Direktur Utama Bank Mantap Josephus K Triprakoso di Denpasar mengatakan, kami melakukan ekspansi bisnis yang cukup masif sehingga ini turut mendorong kinerja.
“Hingga saat ini Bank Mantap telah melebarkan sayap bisnis di 126 kantor cabang di 21 provinsi di Tanah Air,” ucapnya, Selasa (20/6).
Peningkatan tersebut juga didorong segmentasi pasar yang lebih fokus yakni dengan menggarap 80 persen kredit pensiunan dan sisanya menggarap kredit UMKM.
Realisasi kredit secara umum di bank yang sebelumnya bernama Bank Sinar Harapan Bali itu hingga empat bulan awal tahun ini mencapai Rp6,61 triliun atau meningkat sampai 191,4 jika dibandingkan periode sama tahun sebelumnya.
Dia menambahkan total aset yang dimiliki bank yang berganti nama tahun 2015 itu mencapai Rp9,16 triliun atau tumbuh sekitar 167,7 persen dari periode yang sama tahun sebelumnya.
“Penghimpunan dana pihak ketiga juga meningkat signifikan mencapai Rp7,34 triliun atau tumbuh hingga 176,2 persen,” ujar Jos.
Sedangkan laba bersih yang dihasilkan sebesar Rp41,28 miliar atau naik hingga 171,7 persen dibandingkan periode sama tahun sebelumnya.
Otoritas Jasa Keuangan (OJK) Regional 8 Bali dan Nusa Tenggara menyebutkan kondisi kredit bermasalah (Non performing loan/NPL) perbankan secara umum di Bali meningkat mencapai 3,41 persen pada April 2017 dibandingkan Maret 3,2 persen.

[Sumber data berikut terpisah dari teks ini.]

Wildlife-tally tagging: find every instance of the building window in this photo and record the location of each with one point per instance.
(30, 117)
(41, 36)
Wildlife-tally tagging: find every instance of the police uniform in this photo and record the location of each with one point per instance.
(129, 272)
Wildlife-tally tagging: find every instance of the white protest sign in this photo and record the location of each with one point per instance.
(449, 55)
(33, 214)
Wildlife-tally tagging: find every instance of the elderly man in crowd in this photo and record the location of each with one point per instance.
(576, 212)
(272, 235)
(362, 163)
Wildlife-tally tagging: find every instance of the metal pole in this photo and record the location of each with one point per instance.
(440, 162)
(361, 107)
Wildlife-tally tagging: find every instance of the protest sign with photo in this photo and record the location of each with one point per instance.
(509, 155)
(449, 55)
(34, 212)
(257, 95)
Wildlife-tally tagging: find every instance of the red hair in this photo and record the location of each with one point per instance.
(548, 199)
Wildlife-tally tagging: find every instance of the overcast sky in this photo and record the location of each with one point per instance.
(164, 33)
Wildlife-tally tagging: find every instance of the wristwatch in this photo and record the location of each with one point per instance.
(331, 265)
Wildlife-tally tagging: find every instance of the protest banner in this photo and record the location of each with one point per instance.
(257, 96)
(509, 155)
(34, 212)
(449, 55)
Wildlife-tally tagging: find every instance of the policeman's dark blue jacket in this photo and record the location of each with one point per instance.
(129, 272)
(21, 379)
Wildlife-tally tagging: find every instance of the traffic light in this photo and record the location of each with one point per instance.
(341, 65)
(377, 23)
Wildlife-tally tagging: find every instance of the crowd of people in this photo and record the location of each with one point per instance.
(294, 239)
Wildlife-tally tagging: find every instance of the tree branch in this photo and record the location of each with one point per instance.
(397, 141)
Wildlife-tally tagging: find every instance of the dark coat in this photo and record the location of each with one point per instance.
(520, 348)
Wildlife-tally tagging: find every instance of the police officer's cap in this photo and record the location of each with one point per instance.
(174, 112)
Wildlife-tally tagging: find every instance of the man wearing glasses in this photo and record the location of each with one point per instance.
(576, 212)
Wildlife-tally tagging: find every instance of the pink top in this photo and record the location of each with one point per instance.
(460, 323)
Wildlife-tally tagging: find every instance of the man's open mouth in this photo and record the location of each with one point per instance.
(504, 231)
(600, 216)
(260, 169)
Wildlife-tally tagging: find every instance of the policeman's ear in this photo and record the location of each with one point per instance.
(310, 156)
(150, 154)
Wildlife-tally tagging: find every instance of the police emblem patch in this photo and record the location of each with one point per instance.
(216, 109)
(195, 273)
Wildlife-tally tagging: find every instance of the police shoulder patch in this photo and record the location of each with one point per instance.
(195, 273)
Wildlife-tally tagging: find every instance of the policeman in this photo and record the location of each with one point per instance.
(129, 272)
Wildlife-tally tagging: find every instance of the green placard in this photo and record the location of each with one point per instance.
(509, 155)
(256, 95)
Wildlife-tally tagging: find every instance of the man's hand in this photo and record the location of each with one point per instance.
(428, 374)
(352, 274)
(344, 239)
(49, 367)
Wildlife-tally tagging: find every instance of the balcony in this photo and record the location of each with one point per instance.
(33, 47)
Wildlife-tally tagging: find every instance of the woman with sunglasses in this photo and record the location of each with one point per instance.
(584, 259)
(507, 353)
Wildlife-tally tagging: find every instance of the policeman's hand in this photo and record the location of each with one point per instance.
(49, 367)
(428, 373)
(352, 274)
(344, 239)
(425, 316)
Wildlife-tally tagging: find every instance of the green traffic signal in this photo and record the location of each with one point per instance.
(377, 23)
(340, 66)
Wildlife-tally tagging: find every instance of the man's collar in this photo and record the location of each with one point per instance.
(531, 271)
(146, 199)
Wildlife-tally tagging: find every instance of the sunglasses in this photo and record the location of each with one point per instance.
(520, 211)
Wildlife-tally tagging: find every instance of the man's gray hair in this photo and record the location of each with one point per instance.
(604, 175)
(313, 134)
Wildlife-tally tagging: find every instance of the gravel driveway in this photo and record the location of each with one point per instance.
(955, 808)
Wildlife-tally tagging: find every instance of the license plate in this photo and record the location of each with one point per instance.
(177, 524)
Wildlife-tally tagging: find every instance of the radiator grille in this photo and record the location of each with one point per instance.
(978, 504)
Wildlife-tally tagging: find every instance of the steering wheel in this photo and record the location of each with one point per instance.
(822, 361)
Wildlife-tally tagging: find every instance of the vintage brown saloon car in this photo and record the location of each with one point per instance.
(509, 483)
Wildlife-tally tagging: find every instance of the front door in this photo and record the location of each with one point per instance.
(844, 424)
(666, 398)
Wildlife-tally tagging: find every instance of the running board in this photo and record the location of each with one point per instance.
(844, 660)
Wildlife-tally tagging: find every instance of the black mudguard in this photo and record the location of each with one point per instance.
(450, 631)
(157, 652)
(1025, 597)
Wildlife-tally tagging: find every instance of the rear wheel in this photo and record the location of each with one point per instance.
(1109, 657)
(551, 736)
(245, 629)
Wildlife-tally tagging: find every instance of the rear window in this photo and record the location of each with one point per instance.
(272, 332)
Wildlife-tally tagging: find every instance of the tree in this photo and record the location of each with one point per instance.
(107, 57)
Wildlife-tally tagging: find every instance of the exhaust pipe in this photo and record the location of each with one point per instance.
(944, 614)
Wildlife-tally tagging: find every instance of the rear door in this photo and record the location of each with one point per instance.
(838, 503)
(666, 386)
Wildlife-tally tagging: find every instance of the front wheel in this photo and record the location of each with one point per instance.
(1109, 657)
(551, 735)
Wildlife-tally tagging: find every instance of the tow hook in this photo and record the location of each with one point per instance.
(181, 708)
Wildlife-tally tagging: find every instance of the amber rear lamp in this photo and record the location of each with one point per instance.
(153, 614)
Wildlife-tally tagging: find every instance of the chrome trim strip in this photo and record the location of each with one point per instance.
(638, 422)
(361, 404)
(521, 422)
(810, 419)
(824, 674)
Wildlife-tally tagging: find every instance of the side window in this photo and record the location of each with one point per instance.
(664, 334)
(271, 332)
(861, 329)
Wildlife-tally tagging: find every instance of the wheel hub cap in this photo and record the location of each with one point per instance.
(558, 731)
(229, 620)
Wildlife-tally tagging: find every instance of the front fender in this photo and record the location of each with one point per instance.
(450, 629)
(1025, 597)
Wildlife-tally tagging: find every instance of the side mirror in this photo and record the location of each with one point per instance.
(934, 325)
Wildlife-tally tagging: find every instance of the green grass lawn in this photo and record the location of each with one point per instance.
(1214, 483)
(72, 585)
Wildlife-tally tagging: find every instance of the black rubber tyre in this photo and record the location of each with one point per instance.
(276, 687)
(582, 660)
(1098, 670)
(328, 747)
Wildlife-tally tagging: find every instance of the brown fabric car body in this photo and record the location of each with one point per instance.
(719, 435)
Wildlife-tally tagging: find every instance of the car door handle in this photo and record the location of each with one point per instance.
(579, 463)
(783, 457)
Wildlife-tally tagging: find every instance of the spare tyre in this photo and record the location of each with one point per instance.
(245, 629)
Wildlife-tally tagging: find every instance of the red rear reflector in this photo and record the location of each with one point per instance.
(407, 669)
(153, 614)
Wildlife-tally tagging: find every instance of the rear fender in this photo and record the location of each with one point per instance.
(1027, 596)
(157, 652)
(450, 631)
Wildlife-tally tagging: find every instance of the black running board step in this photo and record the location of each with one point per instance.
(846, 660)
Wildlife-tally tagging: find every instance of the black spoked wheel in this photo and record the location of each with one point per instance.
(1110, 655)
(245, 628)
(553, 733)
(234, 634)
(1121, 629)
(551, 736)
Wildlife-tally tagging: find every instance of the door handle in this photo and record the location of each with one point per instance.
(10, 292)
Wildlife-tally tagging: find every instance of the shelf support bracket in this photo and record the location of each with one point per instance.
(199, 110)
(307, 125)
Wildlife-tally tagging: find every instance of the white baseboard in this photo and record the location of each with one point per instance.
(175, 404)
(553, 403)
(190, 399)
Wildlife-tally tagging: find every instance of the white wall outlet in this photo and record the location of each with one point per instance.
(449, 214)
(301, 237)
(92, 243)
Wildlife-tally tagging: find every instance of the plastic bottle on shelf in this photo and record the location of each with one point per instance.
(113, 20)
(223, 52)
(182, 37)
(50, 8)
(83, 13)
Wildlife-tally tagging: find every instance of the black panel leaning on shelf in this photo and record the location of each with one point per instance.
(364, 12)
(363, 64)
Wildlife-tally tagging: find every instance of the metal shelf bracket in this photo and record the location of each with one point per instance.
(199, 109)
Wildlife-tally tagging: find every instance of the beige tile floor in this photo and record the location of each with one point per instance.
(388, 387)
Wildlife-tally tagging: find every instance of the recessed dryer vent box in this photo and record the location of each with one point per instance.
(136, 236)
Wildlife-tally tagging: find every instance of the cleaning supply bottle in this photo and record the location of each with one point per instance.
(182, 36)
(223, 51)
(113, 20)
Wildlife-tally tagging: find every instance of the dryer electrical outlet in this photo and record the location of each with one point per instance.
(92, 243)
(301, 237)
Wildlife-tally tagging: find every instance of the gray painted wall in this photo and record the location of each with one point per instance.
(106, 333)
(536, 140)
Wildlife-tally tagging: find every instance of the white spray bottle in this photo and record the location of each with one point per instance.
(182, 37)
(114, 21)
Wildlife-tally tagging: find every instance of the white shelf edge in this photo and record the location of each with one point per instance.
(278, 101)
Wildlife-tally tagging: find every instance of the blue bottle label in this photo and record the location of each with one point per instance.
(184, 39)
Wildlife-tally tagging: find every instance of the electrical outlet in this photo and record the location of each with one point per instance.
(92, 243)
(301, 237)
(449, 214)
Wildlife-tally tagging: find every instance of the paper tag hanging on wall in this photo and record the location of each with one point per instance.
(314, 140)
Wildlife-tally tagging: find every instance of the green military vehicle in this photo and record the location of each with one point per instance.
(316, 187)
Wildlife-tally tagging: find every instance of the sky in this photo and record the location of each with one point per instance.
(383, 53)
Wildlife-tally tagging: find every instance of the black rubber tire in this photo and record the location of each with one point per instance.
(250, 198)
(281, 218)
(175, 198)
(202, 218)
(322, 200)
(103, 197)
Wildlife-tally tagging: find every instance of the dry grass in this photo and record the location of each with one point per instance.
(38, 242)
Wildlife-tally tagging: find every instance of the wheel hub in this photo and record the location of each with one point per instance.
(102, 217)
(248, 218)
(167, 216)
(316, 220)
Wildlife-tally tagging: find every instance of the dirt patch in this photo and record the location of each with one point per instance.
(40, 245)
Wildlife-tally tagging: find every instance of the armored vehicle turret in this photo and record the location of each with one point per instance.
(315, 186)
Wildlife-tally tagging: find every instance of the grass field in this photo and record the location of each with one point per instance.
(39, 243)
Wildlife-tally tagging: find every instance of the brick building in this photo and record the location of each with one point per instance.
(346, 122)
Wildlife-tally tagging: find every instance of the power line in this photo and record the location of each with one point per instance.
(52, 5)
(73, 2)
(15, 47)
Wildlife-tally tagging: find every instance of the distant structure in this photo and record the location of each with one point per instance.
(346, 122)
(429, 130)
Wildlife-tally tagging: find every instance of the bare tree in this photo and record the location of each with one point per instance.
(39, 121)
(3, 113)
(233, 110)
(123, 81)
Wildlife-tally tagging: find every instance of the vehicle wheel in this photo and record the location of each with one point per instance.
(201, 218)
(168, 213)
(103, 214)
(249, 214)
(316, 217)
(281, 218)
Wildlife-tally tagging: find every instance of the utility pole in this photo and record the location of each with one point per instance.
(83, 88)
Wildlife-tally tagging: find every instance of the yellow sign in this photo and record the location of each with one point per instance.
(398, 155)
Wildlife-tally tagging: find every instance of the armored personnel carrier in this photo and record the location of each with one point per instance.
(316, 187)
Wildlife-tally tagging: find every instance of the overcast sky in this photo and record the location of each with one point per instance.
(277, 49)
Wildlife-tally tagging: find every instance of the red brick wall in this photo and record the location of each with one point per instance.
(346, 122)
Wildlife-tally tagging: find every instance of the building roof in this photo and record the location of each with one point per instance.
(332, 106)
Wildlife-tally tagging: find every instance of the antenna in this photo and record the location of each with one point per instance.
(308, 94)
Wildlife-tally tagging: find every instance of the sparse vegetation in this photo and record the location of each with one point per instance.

Meski demikian NPL di Bank Mantap, saat ini diklaim masih berada pada kisaran yang wajar yakni mencapai 0,54 persen. “Kredit bermasalah secara umum juga disebabkan daya beli masyarakat yang menurun,” ucap Jos.
“Hal tersebut, salah satunya menyebabkan agunan dari debitur yang diambil alih bank kemudian dilelang, memerlukan waktu yang lama untuk terjual,” tutupnya.